I don't know how it happened 

Any recommendations


----------



## Mahir (10/9/20)

This mod is only 3 days old ek se


----------



## Ugi (10/9/20)

Take it back

Reactions: Agree 2


----------



## Hooked (10/9/20)

Mahir said:


> This mod is only 3 days old ek se



Oh how awful! I can help you with a new battery if you're interested. PM incoming.

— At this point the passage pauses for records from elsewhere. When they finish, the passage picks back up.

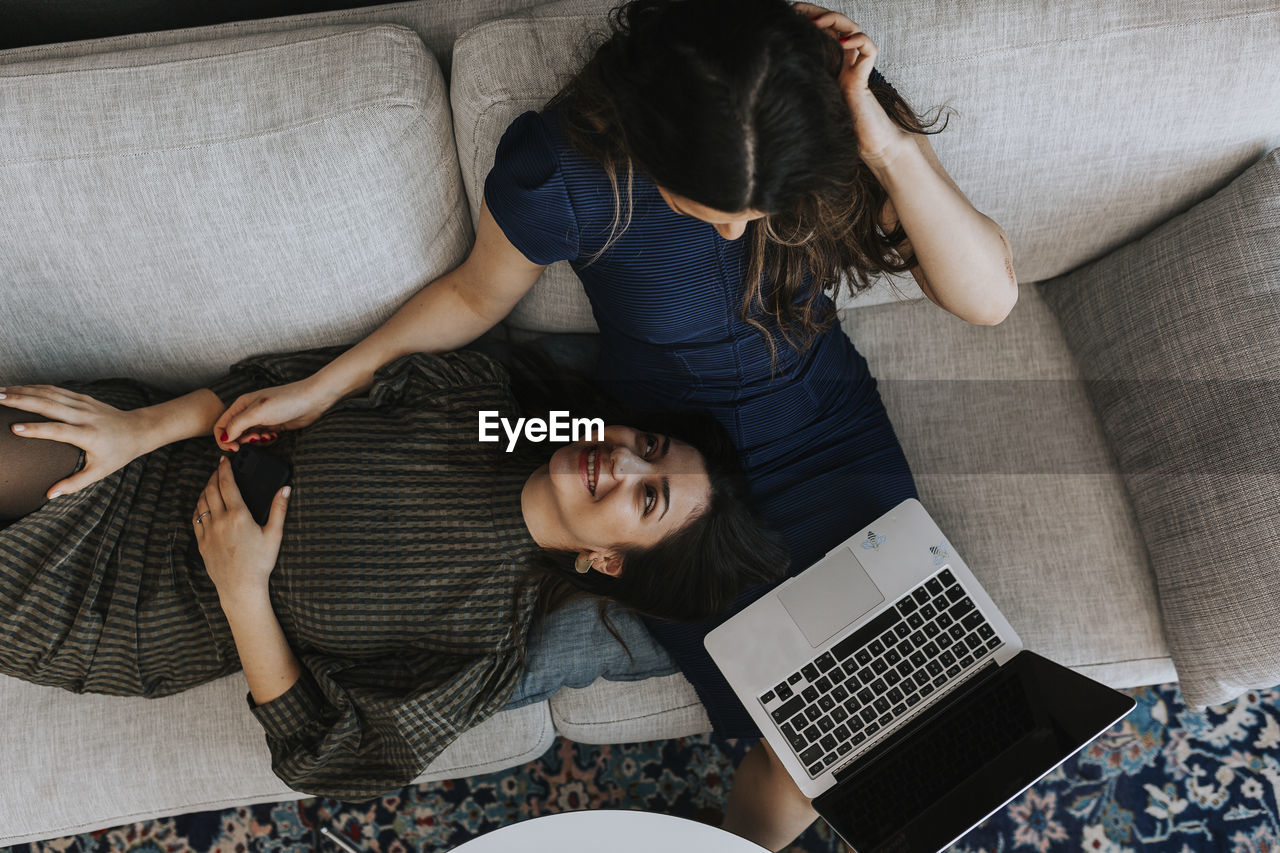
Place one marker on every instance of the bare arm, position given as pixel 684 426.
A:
pixel 964 260
pixel 965 264
pixel 110 437
pixel 448 313
pixel 451 311
pixel 240 557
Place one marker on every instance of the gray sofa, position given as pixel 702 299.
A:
pixel 174 201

Reactions: Like 1 | Thanks 1


----------



## Mahir (10/9/20)

Ugi said:


> Take it back



I purchased it from Vape Junction. 
Tried contacting them many times throughout the day. 

No response.


----------



## Mahir (10/9/20)

Are there any Vape Junction reps on this forum that can help?


----------



## Hooked (11/9/20)

Mahir said:


> Are there any Vape Junction reps on this forum that can help?



@Mahir Vape Junction is not a supporting vendor on the forum. 

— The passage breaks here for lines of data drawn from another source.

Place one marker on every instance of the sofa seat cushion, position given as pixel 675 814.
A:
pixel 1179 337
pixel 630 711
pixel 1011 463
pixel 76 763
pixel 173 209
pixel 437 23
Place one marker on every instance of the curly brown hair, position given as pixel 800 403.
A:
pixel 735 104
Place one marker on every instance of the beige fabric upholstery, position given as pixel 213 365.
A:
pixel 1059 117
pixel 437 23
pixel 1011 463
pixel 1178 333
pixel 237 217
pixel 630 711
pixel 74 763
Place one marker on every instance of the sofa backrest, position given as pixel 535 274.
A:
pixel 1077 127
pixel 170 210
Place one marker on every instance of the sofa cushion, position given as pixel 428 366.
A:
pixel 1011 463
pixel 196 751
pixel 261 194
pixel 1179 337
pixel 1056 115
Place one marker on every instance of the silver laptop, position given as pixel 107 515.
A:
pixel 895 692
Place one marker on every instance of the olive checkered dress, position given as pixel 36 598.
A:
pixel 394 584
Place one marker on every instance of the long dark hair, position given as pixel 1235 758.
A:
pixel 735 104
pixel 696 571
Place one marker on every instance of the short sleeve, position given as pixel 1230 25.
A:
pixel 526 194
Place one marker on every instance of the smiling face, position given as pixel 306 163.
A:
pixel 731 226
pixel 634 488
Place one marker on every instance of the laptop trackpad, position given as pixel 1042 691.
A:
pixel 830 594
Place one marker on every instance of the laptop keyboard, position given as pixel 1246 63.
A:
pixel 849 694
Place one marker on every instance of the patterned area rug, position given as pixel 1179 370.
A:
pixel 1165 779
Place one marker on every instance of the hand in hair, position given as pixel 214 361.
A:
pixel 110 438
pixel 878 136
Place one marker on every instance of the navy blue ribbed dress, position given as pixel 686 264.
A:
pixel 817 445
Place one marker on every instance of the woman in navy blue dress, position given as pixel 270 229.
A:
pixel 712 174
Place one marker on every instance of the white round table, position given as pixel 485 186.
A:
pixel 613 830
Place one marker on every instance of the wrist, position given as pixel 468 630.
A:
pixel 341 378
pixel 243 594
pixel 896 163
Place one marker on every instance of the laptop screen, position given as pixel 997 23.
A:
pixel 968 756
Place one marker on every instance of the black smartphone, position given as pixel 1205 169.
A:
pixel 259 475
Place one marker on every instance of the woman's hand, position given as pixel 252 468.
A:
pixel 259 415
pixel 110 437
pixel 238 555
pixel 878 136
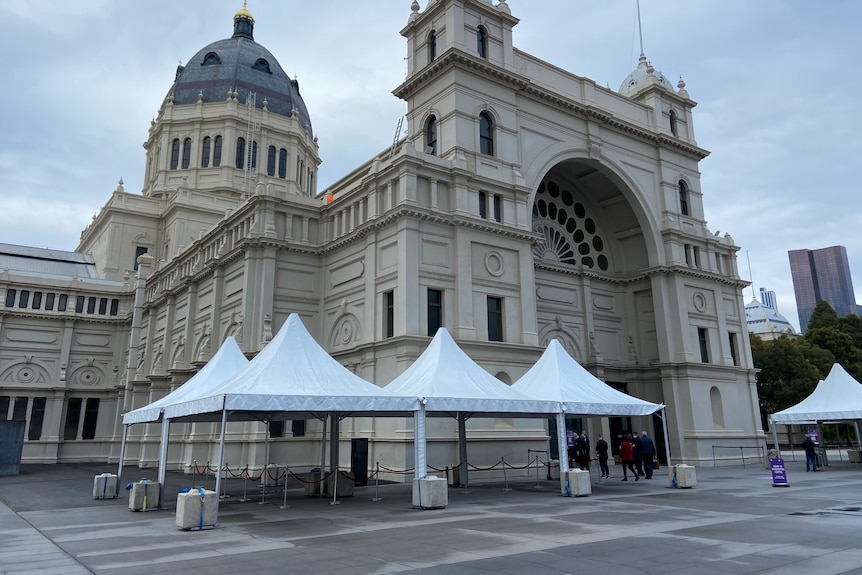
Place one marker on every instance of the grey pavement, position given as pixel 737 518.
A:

FYI if you want to know who is, go to the Home page and scroll down. You'll see a list of Diamond supporting vendors, Local vendors and International vendors. 

What it means to be a supporting vendor on the forum is that you pay X amount per month and you are then allowed to advertise your products.

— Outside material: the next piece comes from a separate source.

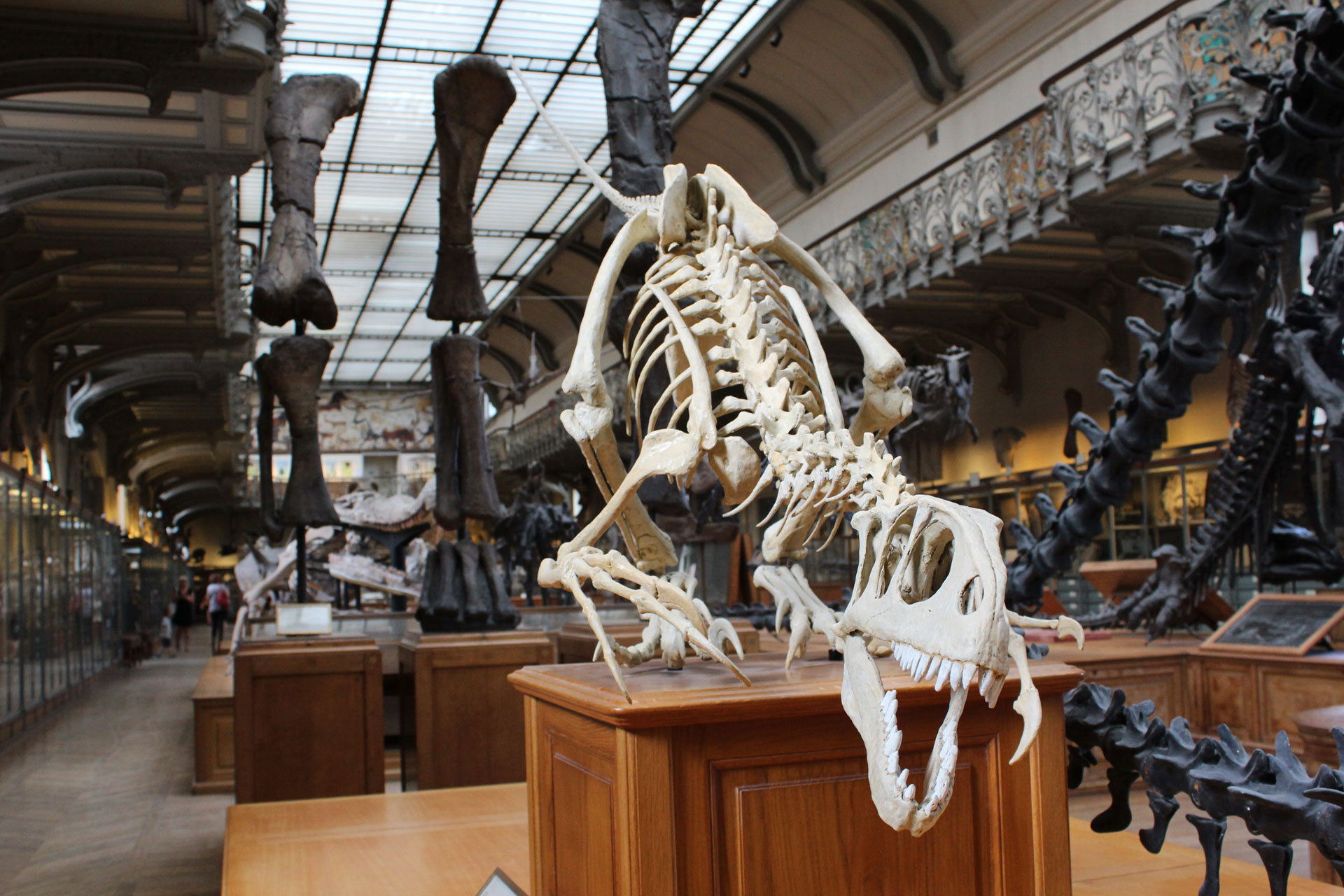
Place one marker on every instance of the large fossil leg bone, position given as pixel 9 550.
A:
pixel 470 99
pixel 302 113
pixel 292 371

Reactions: Like 1 | Thanks 1


----------



## Hooked (11/9/20)

@Mahir 

Although Vape Junction isn't a supporting vendor on the forum, there could well be someone from Vape Junction who is an ordinary forum member. However, they might not have seen your post, since the title doesn't mention Vape Junction.

I suggest that you change the title to include the name Vape Junction, which would then call their attention to it. And if you get no joy from them after another week, you could post a review (stick to the facts without throwing your toys out of the cot, even though you might be disappointed and frustrated) in the sub-forum *REVIEWS - Vendor Reviews - Local. *(Scroll down the Home Page and you will find the sub-forum).

Reactions: Like 2


----------



## zadiac (11/9/20)

Mahir said:


> I purchased it from Vape Junction.
> Tried contacting them many times throughout the day.
> 
> No response.



Haha.....good luck with that one.


----------



## Faiyaz Cheulkar (11/9/20)

Mahir said:


> Hi guys,
> 
> So my Ijust S micro USB port shifted out of place
> 
> ...


Does this mod have an inbuilt battery ?
if the warranty claim and all other options fail, just drop it by me I will see if I can fix it. I am not that far from you

Reactions: Winner 2 | Thanks 1


----------